Chaitin prefaces his definition with: "I'll show you can't prove that a program is 'elegant'"—such a proof would solve the Halting problem (ibid).
Algorithm versus function computable by an algorithm: For a given function multiple algorithms may exist. This will be true, even without expanding the available instruction set available to the programmer. Rogers observes that "It is . . . important to distinguish between the notion of algorithm, i.e. procedure and the notion of function computable by algorithm, i.e. mapping yielded by procedure. The same function may have several different algorithms".
Unfortunately there may be a tradeoff between goodness (speed) and elegance (compactness)—an elegant program may take more steps to complete a computation than one less elegant. An example of using Euclid's algorithm will be shown below.
Computers (and computors), models of computation: A computer (or human "computor"]) is a restricted type of machine, a "discrete deterministic mechanical device" that blindly follows its instructions. Melzak's and Lambek's primitive models reduced this notion to four elements: (i) discrete, distinguishable locations, (ii) discrete, indistinguishable counters (iii) an agent, and (iv) a list of instructions that are effective relative to the capability of the agent.
Minsky describes a more congenial variation of Lambek's "abacus" model in his "Very Simple Bases for Computability".
Minsky's machineproceeds sequentially through its five (or six depending on how one counts) instructions unless either a conditional IF–THEN GOTO or an unconditional GOTO changes program flow out of sequence. Besides HALT, Minsky's machine includes three assignment (replacement, substitution) operations: ZERO (e.g. the contents of location replaced by 0: L ← 0), SUCCESSOR (e.g. L ← L+1), and DECREMENT (e.g. L ← L − 1) Rarely will a programmer have to write "code" with such a limited instruction set. But Minsky shows (as do Melzak and Lambek) that his machine is Turing complete with only four general types of instructions: conditional GOTO, unconditional GOTO, assignment/replacement/substitution, and HALT.
Simulation of an algorithm: computer (computor) language: Knuth advises the reader that "the best way to learn an algorithm is to try it . . . immediately take pen and paper and work through an example".
But what about a simulation or execution of the real thing? The programmer must translate the algorithm into a language that the simulator/computer/computor can effectively execute. Stone gives an example of this: when computing the roots of a quadratic equation the computor must know how to take a square root. If they don't then for the algorithm to be effective it must provide a set of rules for extracting a square root.

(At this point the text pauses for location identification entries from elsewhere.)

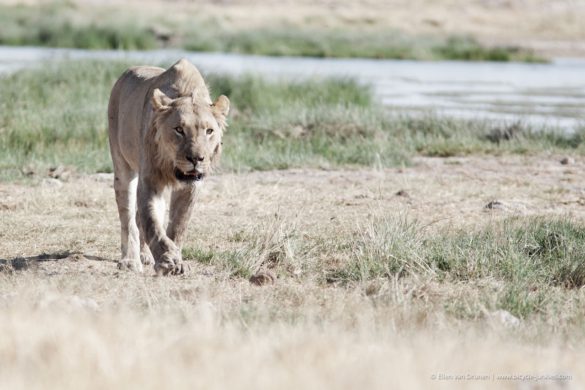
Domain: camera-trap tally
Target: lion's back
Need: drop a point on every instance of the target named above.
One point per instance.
(127, 111)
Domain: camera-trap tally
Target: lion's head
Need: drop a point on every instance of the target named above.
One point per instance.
(188, 133)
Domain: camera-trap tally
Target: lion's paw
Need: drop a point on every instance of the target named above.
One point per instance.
(170, 264)
(130, 265)
(146, 258)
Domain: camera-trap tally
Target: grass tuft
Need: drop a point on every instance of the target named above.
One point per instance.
(63, 25)
(56, 115)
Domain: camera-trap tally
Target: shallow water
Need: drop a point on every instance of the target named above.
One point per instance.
(542, 94)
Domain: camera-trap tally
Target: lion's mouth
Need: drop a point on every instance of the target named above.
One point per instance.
(193, 175)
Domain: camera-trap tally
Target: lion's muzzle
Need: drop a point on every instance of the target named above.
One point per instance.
(190, 176)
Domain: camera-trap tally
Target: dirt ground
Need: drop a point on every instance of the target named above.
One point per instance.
(71, 319)
(79, 215)
(552, 28)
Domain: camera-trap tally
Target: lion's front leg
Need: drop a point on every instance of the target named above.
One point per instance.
(167, 255)
(182, 202)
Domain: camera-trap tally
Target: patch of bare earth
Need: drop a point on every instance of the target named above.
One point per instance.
(70, 319)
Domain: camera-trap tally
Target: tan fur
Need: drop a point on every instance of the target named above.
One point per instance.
(165, 136)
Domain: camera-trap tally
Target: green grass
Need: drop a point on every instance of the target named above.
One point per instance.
(63, 25)
(530, 267)
(56, 115)
(386, 44)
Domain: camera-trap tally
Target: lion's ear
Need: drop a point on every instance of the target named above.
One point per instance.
(160, 101)
(221, 107)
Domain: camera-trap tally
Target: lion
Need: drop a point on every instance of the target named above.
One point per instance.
(165, 137)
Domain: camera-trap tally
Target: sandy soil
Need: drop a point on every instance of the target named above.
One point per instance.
(80, 215)
(552, 28)
(72, 320)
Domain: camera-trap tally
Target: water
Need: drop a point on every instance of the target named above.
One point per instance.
(542, 94)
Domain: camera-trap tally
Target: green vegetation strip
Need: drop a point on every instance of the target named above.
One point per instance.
(64, 26)
(56, 115)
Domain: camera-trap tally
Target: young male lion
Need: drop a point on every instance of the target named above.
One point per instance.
(165, 135)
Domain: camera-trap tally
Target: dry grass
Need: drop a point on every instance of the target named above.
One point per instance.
(552, 28)
(72, 320)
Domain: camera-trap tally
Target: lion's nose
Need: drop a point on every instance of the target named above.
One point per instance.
(194, 159)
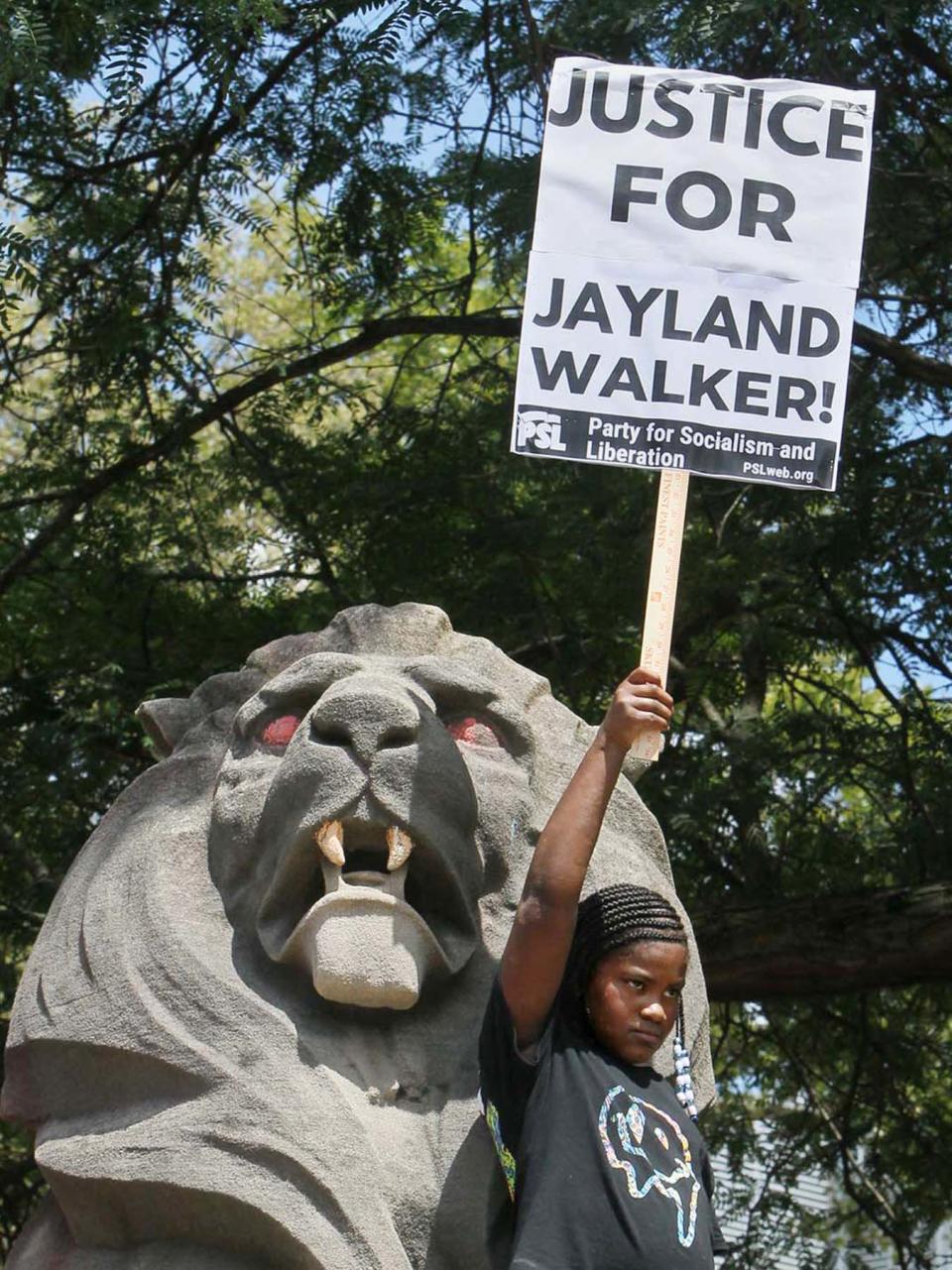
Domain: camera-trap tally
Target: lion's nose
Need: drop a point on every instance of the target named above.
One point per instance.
(365, 719)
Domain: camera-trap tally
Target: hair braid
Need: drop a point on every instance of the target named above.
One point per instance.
(610, 918)
(619, 914)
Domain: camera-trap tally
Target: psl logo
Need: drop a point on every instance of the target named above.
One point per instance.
(539, 429)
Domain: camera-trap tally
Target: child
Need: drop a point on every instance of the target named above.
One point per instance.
(607, 1170)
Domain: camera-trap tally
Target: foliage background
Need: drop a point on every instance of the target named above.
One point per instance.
(262, 270)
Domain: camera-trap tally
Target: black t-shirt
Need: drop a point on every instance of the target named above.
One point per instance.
(607, 1170)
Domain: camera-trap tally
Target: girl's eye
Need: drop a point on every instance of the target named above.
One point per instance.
(474, 732)
(279, 732)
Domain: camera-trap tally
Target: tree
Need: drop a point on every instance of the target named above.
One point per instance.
(263, 277)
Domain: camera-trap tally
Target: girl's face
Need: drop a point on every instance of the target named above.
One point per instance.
(633, 995)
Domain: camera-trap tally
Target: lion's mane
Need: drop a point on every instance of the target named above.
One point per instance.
(196, 1103)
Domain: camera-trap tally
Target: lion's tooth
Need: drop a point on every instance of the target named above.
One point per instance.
(398, 848)
(329, 839)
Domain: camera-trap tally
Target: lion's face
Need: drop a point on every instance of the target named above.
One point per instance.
(346, 825)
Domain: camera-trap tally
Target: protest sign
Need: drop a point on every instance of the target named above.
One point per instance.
(691, 281)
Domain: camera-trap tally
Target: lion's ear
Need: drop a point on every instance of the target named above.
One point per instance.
(167, 720)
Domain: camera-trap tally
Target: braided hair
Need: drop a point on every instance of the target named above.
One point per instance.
(608, 920)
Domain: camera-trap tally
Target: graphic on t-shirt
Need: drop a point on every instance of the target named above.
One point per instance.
(649, 1144)
(506, 1158)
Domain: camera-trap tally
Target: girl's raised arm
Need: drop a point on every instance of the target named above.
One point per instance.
(537, 946)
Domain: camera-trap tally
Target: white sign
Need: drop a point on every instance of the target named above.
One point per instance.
(691, 284)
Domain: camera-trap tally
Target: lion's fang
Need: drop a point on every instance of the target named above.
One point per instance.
(329, 839)
(398, 849)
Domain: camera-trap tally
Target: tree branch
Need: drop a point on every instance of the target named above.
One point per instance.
(825, 944)
(927, 370)
(490, 323)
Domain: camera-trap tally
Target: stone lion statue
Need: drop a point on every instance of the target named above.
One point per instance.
(246, 1036)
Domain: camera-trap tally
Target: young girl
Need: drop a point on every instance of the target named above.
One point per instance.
(607, 1169)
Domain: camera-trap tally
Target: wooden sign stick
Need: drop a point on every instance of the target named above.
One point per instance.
(662, 591)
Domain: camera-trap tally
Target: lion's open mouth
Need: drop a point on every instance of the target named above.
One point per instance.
(366, 873)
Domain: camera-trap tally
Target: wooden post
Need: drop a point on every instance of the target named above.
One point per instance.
(662, 590)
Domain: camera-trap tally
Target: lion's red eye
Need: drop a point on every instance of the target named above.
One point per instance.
(279, 732)
(473, 732)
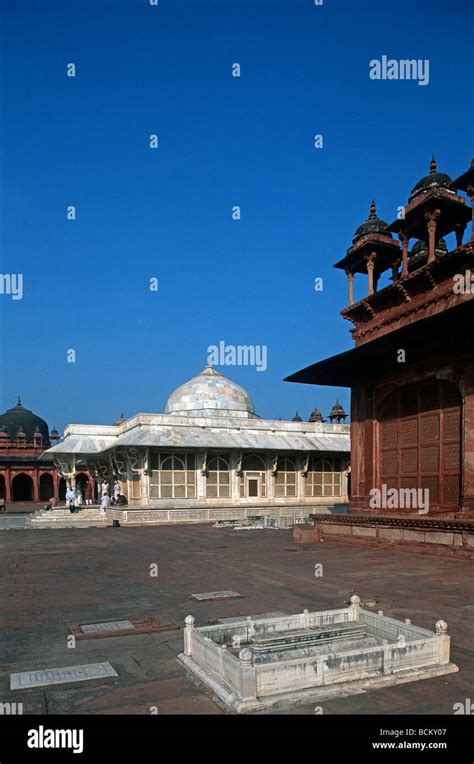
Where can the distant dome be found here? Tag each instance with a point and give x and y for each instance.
(373, 224)
(316, 415)
(19, 419)
(211, 394)
(433, 180)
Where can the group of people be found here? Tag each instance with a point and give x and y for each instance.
(75, 499)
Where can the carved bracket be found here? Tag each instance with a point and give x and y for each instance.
(275, 464)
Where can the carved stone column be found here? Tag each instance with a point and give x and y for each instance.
(459, 229)
(370, 271)
(404, 242)
(431, 218)
(350, 281)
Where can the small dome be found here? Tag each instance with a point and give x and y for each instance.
(21, 420)
(316, 415)
(337, 412)
(433, 180)
(373, 224)
(211, 394)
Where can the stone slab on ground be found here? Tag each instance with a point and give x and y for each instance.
(146, 625)
(224, 595)
(83, 576)
(25, 680)
(237, 619)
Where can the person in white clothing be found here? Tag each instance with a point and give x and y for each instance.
(104, 503)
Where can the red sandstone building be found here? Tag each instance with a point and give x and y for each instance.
(411, 372)
(23, 478)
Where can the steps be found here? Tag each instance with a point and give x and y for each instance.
(61, 517)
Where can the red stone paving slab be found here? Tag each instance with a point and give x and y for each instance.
(89, 576)
(146, 625)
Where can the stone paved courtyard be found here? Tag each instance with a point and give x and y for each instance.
(59, 577)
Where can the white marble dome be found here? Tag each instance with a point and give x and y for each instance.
(211, 394)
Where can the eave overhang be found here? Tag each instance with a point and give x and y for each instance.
(450, 333)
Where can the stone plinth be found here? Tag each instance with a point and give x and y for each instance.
(253, 665)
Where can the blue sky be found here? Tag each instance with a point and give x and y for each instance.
(166, 213)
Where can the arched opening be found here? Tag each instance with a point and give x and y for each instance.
(173, 476)
(285, 478)
(62, 489)
(46, 487)
(22, 488)
(218, 477)
(324, 477)
(420, 441)
(253, 478)
(81, 482)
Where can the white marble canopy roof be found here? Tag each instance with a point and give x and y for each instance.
(172, 431)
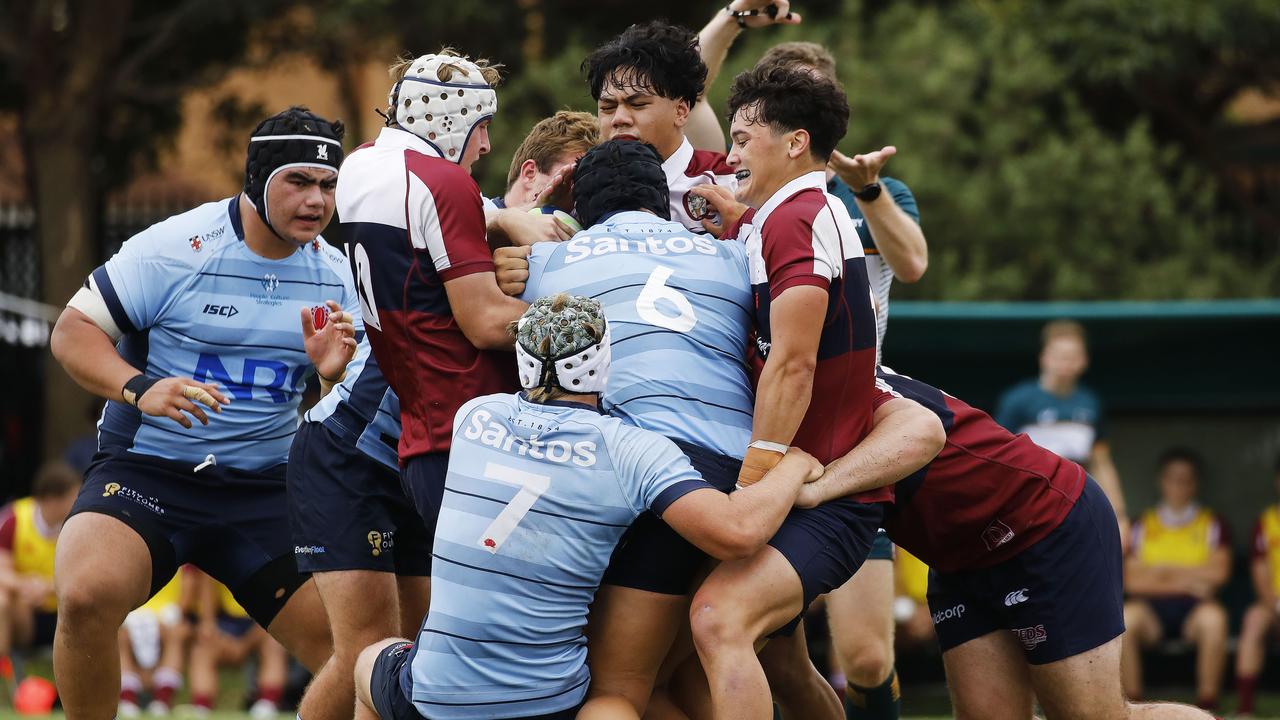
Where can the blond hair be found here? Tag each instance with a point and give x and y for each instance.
(800, 53)
(1059, 329)
(563, 133)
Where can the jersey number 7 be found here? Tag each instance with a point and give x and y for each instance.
(531, 487)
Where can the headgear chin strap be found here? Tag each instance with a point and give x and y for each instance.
(562, 342)
(443, 112)
(293, 139)
(620, 174)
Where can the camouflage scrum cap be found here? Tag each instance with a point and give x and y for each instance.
(562, 341)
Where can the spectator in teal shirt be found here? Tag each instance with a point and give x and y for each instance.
(1060, 414)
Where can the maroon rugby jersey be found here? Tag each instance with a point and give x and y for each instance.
(803, 236)
(688, 168)
(986, 497)
(414, 220)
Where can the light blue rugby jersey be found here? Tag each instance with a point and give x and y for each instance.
(362, 410)
(535, 500)
(195, 301)
(680, 313)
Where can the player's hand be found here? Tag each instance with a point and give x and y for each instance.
(512, 269)
(560, 191)
(524, 228)
(172, 397)
(725, 206)
(781, 14)
(329, 337)
(860, 171)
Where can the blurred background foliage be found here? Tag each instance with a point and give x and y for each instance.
(1059, 149)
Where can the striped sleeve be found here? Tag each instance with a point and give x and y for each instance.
(795, 245)
(446, 217)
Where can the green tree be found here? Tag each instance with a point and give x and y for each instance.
(96, 87)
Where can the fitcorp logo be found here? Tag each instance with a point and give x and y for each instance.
(1015, 597)
(950, 613)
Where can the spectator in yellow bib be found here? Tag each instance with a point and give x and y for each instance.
(28, 529)
(1179, 556)
(1260, 619)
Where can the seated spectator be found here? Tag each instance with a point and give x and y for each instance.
(28, 531)
(1179, 556)
(225, 636)
(1060, 414)
(152, 646)
(1260, 619)
(914, 625)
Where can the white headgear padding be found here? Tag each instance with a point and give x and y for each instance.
(585, 369)
(443, 113)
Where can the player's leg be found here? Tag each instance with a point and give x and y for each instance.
(860, 614)
(798, 686)
(1251, 652)
(103, 570)
(1087, 686)
(362, 607)
(629, 633)
(739, 604)
(1207, 627)
(376, 678)
(414, 598)
(1142, 629)
(988, 678)
(273, 668)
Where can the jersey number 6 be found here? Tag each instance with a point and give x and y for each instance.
(656, 290)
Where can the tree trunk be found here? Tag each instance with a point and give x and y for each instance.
(64, 218)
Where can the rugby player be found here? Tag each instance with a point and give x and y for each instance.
(540, 487)
(814, 364)
(1027, 583)
(681, 315)
(205, 308)
(416, 236)
(353, 528)
(888, 226)
(644, 83)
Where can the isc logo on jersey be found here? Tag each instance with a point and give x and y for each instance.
(483, 428)
(583, 247)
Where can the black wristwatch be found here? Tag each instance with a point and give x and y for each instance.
(868, 192)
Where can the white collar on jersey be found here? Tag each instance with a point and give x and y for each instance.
(816, 180)
(679, 162)
(402, 139)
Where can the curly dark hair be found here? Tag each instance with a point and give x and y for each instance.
(654, 57)
(790, 99)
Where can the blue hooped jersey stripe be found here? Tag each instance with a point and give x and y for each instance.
(680, 311)
(535, 500)
(195, 301)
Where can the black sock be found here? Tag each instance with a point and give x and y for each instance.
(882, 702)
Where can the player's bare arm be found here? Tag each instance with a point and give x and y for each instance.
(906, 436)
(512, 226)
(897, 237)
(734, 527)
(713, 41)
(483, 311)
(88, 355)
(786, 383)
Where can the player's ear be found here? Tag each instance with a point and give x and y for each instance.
(681, 113)
(798, 142)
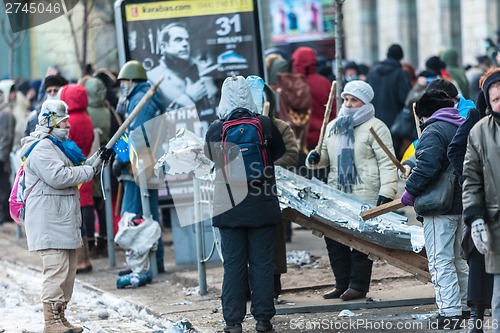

It is frequently important to know how much of a particular resource (such as time or storage) is theoretically required for a given algorithm. Methods have been developed for the analysis of algorithms to obtain such quantitative answers (estimates); for example, the sorting algorithm above has a time requirement of O(n), using the big O notation with n as the length of the list. At all times the algorithm only needs to remember two values: the largest number found so far, and its current position in the input list. Therefore it is said to have a space requirement of O(1), if the space required to store the input numbers is not counted, or O(n) if it is counted.
Different algorithms may complete the same task with a different set of instructions in less or more time, space, or 'effort' than others. For example, a binary search algorithm will usually outperform a brute force sequential search when used for table lookups on sorted lists.